The decision on whether to pursue criminal charges against San Juan County Clerk John David Nielsen for electioneering is being reviewed by Utah County, officials say.
An investigation into claims of electioneering on the part of Nielsen was completed by the Weber County Sheriff’s Office in November. However, the Weber County Attorney declined to take on screening the investigation’s report for possible criminal charges.
That responsibility will now fall to the Utah County Attorney’s Office, a spokesperson for the office confirmed on Jan. 1.
“The standard practice for dealing with a potential conflict of interest is to get someone else to step in,” said San Juan County Attorney Kendall Laws said during the sheriff’s inquiry, adding that an investigation into the incident was started immediately.
The process comes after Nielsen admitted making copies of a partisan newspaper editorial available to voters inside multiple polling stations during the county’s recent special election.
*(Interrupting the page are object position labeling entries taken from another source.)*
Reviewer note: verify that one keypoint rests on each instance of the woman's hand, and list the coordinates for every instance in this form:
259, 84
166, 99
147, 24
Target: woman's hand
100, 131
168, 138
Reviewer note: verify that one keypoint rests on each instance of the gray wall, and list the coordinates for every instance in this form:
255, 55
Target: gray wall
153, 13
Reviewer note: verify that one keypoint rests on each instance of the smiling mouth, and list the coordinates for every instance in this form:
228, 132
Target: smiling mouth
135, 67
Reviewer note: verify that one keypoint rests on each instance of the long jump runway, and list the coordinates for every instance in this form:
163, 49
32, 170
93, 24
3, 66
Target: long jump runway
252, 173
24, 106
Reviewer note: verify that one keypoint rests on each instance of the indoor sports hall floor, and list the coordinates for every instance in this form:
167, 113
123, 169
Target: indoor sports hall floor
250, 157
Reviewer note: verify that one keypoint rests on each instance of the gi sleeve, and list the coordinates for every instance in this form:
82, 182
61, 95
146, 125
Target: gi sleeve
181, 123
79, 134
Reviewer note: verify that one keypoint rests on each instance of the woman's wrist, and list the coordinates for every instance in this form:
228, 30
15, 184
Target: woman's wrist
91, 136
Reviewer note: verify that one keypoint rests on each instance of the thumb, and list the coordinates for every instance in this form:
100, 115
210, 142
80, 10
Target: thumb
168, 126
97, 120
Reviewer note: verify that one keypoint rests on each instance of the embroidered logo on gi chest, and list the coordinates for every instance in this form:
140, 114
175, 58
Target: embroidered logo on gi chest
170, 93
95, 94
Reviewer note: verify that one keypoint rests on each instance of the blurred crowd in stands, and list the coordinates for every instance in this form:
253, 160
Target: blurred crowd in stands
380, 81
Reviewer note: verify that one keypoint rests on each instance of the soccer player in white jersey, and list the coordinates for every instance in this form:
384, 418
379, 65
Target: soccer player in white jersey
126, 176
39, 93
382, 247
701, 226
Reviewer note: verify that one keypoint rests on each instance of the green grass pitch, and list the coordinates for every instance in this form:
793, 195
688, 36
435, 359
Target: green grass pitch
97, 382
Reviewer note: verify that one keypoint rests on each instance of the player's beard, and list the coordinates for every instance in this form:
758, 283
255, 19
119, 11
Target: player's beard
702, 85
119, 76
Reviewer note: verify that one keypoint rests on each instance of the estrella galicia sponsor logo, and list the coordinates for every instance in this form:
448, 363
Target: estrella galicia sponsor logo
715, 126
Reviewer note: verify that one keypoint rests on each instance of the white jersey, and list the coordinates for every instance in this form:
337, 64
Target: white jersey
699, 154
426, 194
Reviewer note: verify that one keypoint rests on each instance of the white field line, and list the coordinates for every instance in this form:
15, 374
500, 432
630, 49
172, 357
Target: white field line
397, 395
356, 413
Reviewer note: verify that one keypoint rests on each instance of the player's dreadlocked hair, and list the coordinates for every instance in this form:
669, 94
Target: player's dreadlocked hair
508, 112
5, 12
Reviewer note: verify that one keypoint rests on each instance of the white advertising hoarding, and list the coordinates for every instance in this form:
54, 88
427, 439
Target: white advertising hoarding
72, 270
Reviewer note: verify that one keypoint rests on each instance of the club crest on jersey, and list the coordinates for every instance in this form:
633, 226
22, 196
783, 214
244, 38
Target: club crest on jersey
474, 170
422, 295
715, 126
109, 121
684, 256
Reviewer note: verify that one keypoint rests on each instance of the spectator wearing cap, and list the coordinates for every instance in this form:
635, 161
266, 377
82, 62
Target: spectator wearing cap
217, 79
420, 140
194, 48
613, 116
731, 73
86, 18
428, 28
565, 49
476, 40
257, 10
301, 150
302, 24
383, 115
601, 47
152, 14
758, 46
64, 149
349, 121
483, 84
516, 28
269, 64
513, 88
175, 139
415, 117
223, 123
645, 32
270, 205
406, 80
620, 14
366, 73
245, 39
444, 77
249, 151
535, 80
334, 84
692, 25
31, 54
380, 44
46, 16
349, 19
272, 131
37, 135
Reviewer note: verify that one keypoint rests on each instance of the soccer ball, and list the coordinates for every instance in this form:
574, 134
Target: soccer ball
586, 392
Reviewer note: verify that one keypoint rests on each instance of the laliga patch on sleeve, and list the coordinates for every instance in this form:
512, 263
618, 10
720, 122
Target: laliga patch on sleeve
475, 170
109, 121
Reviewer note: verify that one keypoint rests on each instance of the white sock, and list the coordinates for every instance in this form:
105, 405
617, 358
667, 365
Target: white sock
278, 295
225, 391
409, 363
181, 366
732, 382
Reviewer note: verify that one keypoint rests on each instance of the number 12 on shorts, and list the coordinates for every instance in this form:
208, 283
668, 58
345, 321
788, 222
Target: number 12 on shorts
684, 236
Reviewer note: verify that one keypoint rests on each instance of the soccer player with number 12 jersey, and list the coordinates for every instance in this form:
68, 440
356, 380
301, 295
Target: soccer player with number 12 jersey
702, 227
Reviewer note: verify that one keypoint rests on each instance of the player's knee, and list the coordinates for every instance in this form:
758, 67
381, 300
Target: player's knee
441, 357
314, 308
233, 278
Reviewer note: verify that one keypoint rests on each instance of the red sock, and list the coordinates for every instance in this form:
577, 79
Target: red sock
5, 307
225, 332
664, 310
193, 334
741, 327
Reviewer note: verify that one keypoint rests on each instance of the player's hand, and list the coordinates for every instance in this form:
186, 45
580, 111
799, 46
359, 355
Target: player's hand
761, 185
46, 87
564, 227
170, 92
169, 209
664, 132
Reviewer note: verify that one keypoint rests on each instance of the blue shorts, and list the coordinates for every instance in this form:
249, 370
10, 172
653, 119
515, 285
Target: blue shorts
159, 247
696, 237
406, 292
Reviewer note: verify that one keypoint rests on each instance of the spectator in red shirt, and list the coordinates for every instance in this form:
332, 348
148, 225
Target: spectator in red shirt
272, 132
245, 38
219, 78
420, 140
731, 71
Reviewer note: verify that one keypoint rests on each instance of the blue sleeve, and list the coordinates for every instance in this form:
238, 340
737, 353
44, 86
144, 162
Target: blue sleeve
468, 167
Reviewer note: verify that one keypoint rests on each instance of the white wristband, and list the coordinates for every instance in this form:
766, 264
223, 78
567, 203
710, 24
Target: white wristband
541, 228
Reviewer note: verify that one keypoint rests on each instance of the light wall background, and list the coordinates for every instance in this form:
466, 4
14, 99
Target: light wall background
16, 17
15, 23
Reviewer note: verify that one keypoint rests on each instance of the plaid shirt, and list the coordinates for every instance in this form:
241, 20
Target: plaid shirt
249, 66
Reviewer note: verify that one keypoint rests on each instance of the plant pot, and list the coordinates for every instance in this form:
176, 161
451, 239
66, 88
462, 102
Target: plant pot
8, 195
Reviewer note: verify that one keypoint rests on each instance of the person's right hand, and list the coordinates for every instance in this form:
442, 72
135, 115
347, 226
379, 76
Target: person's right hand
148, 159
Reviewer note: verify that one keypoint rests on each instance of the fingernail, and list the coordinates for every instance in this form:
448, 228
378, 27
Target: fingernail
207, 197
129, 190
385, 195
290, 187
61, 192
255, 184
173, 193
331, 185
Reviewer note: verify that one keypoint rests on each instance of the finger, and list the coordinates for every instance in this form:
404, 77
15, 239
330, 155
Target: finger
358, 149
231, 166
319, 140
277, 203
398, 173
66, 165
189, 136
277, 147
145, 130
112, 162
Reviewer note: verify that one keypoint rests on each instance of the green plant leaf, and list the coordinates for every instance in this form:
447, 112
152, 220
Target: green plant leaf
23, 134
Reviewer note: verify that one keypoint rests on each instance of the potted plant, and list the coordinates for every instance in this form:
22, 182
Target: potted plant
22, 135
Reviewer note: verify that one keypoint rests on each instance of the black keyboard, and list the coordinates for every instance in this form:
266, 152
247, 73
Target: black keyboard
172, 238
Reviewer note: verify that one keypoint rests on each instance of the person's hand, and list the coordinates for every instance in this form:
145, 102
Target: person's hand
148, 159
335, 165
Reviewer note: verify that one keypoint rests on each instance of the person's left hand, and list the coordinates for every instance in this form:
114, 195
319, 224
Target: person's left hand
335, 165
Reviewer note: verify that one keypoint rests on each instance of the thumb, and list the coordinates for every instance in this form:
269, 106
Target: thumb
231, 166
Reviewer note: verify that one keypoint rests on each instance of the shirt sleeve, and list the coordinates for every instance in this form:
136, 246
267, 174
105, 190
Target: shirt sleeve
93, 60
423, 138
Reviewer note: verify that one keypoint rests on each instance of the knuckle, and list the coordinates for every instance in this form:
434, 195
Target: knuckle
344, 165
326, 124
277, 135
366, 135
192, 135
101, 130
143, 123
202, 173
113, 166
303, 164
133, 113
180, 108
Nielsen told reporters that he had decided to provide the editorials because he felt that voters were confused by Proposal 10, a controversial initiative to begin a change of government study committee in the county.
Attempting to influence voters within or near a polling place, known as electioneering, is a crime punishable by up to a year in jail and a $2,500 fine under Utah state law.
In early 2019, Nielsen could have faced legal charges in a separate case after a federal judge rebuked him for illegally backdating documents to remove a candidate for the San Juan County Commission from the ballot.
In that instance, the case was referred to Grand County for investigation. Then-Grand County Attorney Andrew Fitzgerald ultimately declined to prosecute. Fitzgerald said that no criminal statute or election code directly applied to the incident. The attorney believed the issue to be more with a lack of professional knowledge than ill-intent on the part of the clerk.